Invention Title:

SYSTEMS AND METHODS FOR CONTROLLABLE VIDEO GENEATION

Publication number:

US20250175679

Publication date:

2025-05-29

Section:

Electricity

Class:

H04N21/816

Inventors:

Hung Le 🇸🇬 Singapore, Singapore

Caiming XIONG 🇺🇸 Menlo Park, CA, United States

Doyen Sahoo 🇸🇬 Singapore, Singapore

Dongxu Li 🇸🇬 Singapore, Singapore

Junhao Zhang 🇺🇸 San Jose, CA, United States

Applicant:

Salesforce, Inc. 🇺🇸 San Francisco, CA, United States

Smart overview of the Invention

The patent application discusses a novel video generation framework that leverages a decoupled multimodal cross-attention module. This framework allows simultaneous conditioning of video generation on both an input image and a text description. By incorporating visual cues from an image, the system achieves zero-shot video generation with minimal fine-tuning, enhancing the precision of visual content depiction in generated videos.

Technical Field

The invention pertains to the domain of generative artificial intelligence (AI) systems, focusing on controllable video generation methods. Traditional text-to-video diffusion models often rely solely on textual descriptions, which can limit control over the visual and geometric aspects of generated videos. This framework addresses these limitations by integrating image-based inputs alongside text prompts.

Detailed Description

The video generation model described employs a U-Net denoising diffusion model, which iteratively refines a noise vector conditioned on both image and text inputs. The model comprises multimodal video blocks (MVBs) featuring spatial-temporal layers and decoupled cross-attention layers for separate handling of image and text inputs. This setup improves video quality by maintaining frame coherence and visual consistency across generated content.

Embodiments

One embodiment utilizes spatial-temporal layers that include spatial convolution, self-attention, and temporal attention layers, allowing reuse of pre-trained weights from text-to-image models.

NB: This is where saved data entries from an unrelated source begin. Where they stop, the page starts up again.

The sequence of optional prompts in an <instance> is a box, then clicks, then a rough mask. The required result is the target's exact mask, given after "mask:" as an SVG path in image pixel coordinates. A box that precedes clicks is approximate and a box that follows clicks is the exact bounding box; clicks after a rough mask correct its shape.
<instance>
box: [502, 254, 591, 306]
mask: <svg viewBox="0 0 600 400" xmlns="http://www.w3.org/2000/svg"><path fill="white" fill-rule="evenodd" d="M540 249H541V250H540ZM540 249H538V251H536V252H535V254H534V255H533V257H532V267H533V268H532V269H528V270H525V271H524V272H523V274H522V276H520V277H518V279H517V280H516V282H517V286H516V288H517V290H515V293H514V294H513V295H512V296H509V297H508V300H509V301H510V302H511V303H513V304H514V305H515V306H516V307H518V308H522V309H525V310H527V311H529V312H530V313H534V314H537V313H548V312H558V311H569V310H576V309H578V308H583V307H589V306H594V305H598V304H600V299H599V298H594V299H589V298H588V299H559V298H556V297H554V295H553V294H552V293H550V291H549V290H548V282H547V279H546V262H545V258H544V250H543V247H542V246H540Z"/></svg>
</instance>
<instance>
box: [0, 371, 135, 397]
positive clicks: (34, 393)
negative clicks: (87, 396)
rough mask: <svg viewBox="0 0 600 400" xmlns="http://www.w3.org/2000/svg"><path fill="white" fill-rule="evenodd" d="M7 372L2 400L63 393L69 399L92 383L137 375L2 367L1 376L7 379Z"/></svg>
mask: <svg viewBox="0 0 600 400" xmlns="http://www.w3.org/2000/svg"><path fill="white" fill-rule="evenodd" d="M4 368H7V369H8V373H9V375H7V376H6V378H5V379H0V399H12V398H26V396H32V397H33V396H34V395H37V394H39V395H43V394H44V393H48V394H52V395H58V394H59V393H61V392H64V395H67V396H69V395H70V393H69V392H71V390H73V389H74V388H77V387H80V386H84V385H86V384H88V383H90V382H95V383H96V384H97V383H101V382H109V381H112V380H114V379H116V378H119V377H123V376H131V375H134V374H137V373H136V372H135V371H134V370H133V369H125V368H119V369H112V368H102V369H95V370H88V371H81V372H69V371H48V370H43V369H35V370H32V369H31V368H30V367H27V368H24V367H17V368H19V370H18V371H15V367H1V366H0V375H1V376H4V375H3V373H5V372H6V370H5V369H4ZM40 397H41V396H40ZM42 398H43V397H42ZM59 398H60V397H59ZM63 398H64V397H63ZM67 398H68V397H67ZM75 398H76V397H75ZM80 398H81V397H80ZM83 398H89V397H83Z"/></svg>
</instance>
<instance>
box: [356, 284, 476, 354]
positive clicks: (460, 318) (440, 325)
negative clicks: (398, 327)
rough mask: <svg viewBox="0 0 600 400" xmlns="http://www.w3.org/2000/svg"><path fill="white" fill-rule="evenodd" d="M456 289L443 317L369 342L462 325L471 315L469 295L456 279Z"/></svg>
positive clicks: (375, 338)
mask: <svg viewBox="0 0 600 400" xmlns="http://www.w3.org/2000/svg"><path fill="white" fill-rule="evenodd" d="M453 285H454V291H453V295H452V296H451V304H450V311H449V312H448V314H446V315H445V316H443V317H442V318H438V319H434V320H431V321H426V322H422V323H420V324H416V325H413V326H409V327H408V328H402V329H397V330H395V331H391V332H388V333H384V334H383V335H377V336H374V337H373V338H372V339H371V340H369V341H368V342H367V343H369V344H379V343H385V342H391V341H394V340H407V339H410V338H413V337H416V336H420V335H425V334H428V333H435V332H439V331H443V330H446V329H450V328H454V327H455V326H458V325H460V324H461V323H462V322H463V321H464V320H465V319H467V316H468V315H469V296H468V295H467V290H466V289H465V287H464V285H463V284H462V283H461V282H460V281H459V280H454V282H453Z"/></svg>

The decoupled multimodal cross-attention layer simultaneously conditions video generation on image and text inputs, leveraging visual cues for enhanced temporal consistency. Additionally, a pre-trained image ControlNet module may be integrated to manage geometric structure without additional training.

Training Framework

The training process involves a latent diffusion model that denoises Gaussian noise sequences guided by text and image prompts. During training, the model learns to progressively remove noise from latent representations over multiple iterations. This iterative denoising process enables the generation of videos that align closely with the conditioning inputs, improving overall quality and applicability in tasks like image animation and video editing.